Zhang Lin, who played a leading role in 1989 pro-democracy protests in eastern
Anhui that mirrored those held in Beijing's Tiananmen Square, was arrested on
his return from the capital late last month, activist Ren Wanding said.
Zhang's detention, a week after other activists were able to get to Zhao's house
to mourn him, signals Beijing's desire to keep a lid on emotions stirred by the
death of the former leader.
``He came to Beijing on January 28 to go to Zhao Ziyang's house, but was not
allowed in, so he went back to Anhui the next day,'' Ren said in Beijing.

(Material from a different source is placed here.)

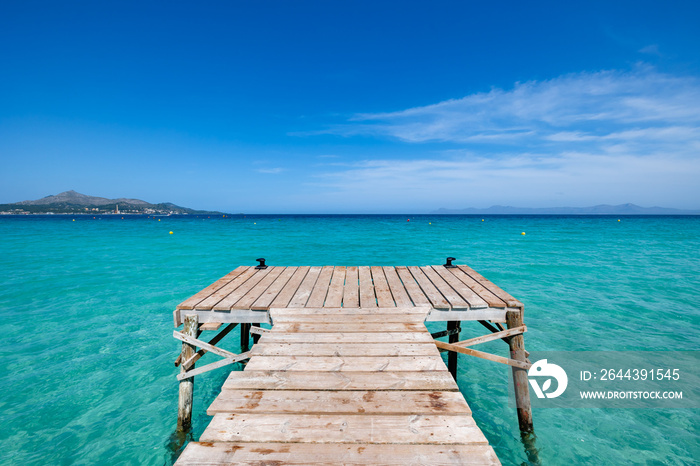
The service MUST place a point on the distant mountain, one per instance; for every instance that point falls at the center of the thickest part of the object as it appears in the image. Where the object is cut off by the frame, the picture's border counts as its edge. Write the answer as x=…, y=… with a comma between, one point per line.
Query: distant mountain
x=71, y=202
x=72, y=197
x=604, y=209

``After going back to Bengbu, he was seized by the police and held for 15 days
and his computer taken. Today his wife and friends went to pick him up, but the
police said he had already been detained for threatening state security and
sent to jail.''
A family friend at Zhang's house in Bengbu said relatives were not able to pick
him up.
``It's very strange. We don't know why they are doing this. We went to meet him
but were unable to,'' the friend said. ``We don't know where he is.''
Zhang, jailed for two years for his role in the 1989 protests, left for exile in
the United States in 1997 but stole back into China in November 1998. He was
arrested and sentenced about a month after that to three years of hard labour
and re-education for illegal entry.
Zhao died in a Beijing hospital on January 17 at the age of 85 after spending 15
years under house arrest for opposing the army crackdown in Tiananmen Square.
Nervous that Zhao's death might trigger protests, the leadership tightened
security in the capital and permitted only a scaled-down funeral for the man
who, as premier in the 1980s, launched market reforms that turned the country
from a centrally planned backwater into a fledgling economic powerhouse.